変人行為ですが宮崎駿だって同じようなことしてるんだからいいんです。
「あたしさー 中国の秘境見に行きたいんだけど!あの岩とかさー」
「あー 見たい見たい!」
「「爆笑」」
なぜ笑う…
とりあえず岩のイメージを共有してる彼女らのコミュニケーションはすごいと思います。もちろんメモりました。
そうこうしてるうちに料理がきました。
私が必死になにかメモっているので内容が気になって偵察にきたんでしょうか。
割り箸を割ります。なんだかいい素材の割り箸です。軽くてソフトなかんじのポテロングみたいなお箸です。じゃがりこよりはポテロング。
そのお箸でパスタを――
ポキッ
儚げな手ごたえで折れました。
その感触はまさにポテロング。
しかたなくもうひとつ置いてあった箸を使うことに。お箸とスプーンを両手に操ります。
しかしよく考えたら箸とスプーンって変じゃないですか?
フォークのほうが見た目にもしっくりだし…フォークがないのか…
「経済的にもぜったいにフォーク」と私が記者なら書いてます。
そんなことをメモっていたら店員さんがまたお水を入れてくれました。
箸を写メったのでやはり疑われているんでしょうか。
もたもたパスタを食べているとデザートがきました。まだパスタ食べてるのに。気遣いなのか急かしてるのか。
カボチャのチーズケーキと紫芋のアイスです。 フォークあったんですね…
チーズケーキのほうがあまりにもボロボロと崩れて分離するのでしまいにはアイスをからめてスプーンですくってました。ここまできたらもう食器の使い道とか気にしてられません。
私はなにか食べている間はすごくよく頭が回転しまして、ふだんは食べるときにメモ帳などないので今日はここぞと書きまくったため、やはり記者に見えたかもしれません。
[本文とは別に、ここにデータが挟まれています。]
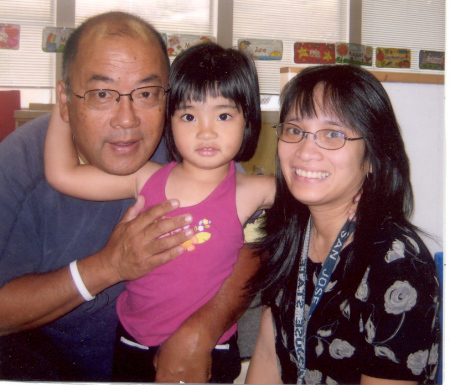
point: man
(51, 328)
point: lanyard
(321, 284)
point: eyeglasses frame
(314, 134)
(118, 99)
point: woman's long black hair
(358, 99)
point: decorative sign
(262, 49)
(54, 39)
(178, 43)
(393, 58)
(354, 54)
(431, 60)
(314, 53)
(9, 36)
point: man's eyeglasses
(103, 99)
(326, 139)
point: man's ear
(62, 98)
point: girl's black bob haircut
(207, 69)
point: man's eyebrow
(151, 79)
(103, 78)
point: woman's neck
(326, 226)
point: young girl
(213, 121)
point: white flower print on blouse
(363, 290)
(399, 298)
(417, 361)
(383, 351)
(414, 244)
(434, 354)
(319, 348)
(397, 251)
(340, 349)
(313, 377)
(330, 381)
(345, 309)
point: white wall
(420, 113)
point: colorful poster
(54, 39)
(178, 43)
(262, 49)
(393, 57)
(314, 53)
(354, 54)
(431, 60)
(9, 36)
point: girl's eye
(188, 118)
(224, 116)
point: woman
(369, 314)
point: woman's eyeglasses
(326, 139)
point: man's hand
(142, 242)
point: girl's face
(318, 177)
(208, 134)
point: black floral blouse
(388, 329)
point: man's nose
(125, 113)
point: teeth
(311, 174)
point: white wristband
(79, 282)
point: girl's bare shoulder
(258, 189)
安心してください、記者でもなければ超グルメなお料理研究家でもありません。
まあせいぜいここのブログのネタになるくらいです。
私が食べ終わるころ、中国の秘境に行きたい女の子たちはまだおしゃべりをしていました。
もう秘境のことなんてどうでもよさそうです。覚えてるの岩だけだもんね。
用事があった私はアップルジュースを飲みきれず席を立つことに。
全体的にちゃんとおいしかったです。おいしかったと書いておかないとなんだか申し訳ない気がします。
しかしご飯時にメモを持ってるのは便利だとわかりました。料理の味なんて何一つメモってないですが。